Quando, já lá vão uns anitos largos, Peter Jackson foi a Hollywood pela primeira vez, nem o apadrinhamento de Robert Zemeckis garantiu o êxito à sua comédia de terror "Agarrem Estes Fantasmas" (1996). No interim, houve o triunfo global da trilogia do "Senhor dos Anéis" (2001-03) e a sua reinvenção inspirada mas pouco unânime de "King Kong" (2005) - mas nem isso, nem o apadrinhamento de Steven Spielberg, que abençoou pessoalmente o desejo de Jackson rodar a adaptação do romance de Alice Sebold, salvaram "Visto do Céu". Que, de um dos filmes de estúdio mais aguardados de 2009 (sobretudo porque já estava praticamente pronto desde 2008 e o estúdio tomou a decisão de o desviar com vista à temporada dos prémios 2009), se tornou num "filho enjeitado", mal acolhido pela crítica e recebido com indiferença pelo público - e, humilhação suprema, ignorado pelos Óscares aos quais se estava a fazer a jeito.
Este tipo de trajectórias em montanha russa têm, não poucas vezes, algo de injusto e é isso que incomoda na resposta a "Visto do Céu". É verdade que o novo opus de Jackson não está à altura do que o cineasta fez antes, e é inevitável compará-lo ao "Heavenly Creatures" (1994) que fez a maior parte das pessoas perceber que havia aqui um cineasta mais do que o praticante do cinema de género que até ali existia. Mas não é a catástrofe anunciada, e as reacções negativas parecem algo empoladas perante um filme que se esforça por encontrar um tom fora do comum, um equilíbrio difícil e precário entre dois géneros com tradição em Hollywood - as fantasias românticas sobrenaturais (com "Ghost - Espírito do Amor", 1990, Jerry Zucker como exemplo possível) e os dramas familiares sérios (estamo-nos a lembrar das "Vidas Privadas" de Todd Field, 2001).
O problema é que a premissa central do livro e do filme exige condições ideais de temperatura e pressão para o tom ser modulado na perfeição: uma adolescente assassinada observa, de um "limbo" entre o céu e a terra, o modo como a família lida com a sua perda enquanto procura descobrir o responsável. E Jackson nunca consegue manter essas condições durante muito tempo. Sempre que o filme se concentra no modo como a família sobrevive à morte de Susie, "Visto do Céu" é excelente. Os momentos mais convencionalmente "policiais" ou "dramáticos" podiam fazer parte de um filme clássico - a "invasão doméstica" de Rose McIver é um momento digno de Hitchcock, as cenas com Susan Sarandon no papel da avó desvairada são um mimo de comédia familiar de bom coração.
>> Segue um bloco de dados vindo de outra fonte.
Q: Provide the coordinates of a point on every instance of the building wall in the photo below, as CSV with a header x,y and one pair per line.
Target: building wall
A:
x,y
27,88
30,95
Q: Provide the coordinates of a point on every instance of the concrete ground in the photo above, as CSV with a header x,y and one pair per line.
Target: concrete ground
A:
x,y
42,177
Mas, quando Jackson passa para o além, para o limbo de Susie, o espiritualismo agnóstico de factura "new-age" simbolista que propõe (que não anda longe das visões celestiais do conterrâneo Vincent Ward em "Para Além do Horizonte", 1998) trai a sensação de uma criança que descobriu um brinquedo novo e brinca com ele até à exaustão, de um segundo filme que "penetra" no primeiro sem ter sido convidado. Nesse processo, o neo-zelandês desbarata não apenas o excelente elenco que reuniu (e que, na sua maioria, acaba por não ter personagens para defender nem arcos narrativos para contar) como deixa fugir a ideia-chave do filme.
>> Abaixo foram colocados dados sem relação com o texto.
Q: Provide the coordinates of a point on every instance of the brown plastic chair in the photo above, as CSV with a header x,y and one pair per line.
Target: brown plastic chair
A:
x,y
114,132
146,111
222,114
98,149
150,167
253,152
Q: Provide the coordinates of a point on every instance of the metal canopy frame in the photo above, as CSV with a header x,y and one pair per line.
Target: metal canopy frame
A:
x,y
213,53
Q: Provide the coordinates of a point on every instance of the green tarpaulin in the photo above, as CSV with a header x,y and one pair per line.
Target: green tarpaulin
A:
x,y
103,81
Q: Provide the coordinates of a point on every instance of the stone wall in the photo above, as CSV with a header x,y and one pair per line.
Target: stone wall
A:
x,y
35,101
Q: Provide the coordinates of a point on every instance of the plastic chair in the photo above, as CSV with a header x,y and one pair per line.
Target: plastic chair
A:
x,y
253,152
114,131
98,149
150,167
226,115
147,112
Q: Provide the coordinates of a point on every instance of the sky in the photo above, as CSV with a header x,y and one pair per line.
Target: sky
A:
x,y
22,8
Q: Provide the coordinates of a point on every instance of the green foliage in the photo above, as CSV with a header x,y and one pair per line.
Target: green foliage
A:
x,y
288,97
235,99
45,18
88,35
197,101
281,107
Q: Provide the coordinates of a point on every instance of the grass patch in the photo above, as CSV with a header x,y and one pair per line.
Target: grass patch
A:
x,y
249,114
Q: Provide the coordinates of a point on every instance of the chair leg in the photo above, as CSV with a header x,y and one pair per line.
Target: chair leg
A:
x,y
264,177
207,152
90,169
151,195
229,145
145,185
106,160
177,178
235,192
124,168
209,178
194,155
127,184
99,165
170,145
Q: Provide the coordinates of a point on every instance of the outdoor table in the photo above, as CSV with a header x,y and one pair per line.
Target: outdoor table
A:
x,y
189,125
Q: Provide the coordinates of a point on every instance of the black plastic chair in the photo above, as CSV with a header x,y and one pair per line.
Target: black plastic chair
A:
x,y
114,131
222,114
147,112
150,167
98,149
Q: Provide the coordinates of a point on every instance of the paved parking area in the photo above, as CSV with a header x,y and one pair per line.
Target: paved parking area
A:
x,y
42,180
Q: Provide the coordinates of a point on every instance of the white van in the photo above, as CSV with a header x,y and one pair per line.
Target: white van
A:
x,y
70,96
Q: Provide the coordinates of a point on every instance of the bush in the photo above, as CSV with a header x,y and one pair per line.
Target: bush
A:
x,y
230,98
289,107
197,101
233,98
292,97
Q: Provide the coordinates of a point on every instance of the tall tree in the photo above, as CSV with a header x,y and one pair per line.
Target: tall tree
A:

"Visto do Céu" deixa de ser sobre uma família que enfrenta a morte de uma filha, e passa a falar de um possível além - como se Jackson tivesse perdido de vista a história que começou por querer contar ou fosse incapaz de escolher entre um dos dois filmes que cresceram da mesma história. Até Susie (uma criação notável da jovem irlandesa Saoirse Ronan, que aguenta o filme aos ombros sem esforço) acaba por escolher um caminho; Jackson não consegue. Isso não faz de "Visto do Céu" o mau filme que tantos apregoam, apenas um bom filme perdido no meio de um falhanço intrigante. Jackson correu um risco e perdeu-o, mas pelo menos perdeu-o honrosamente.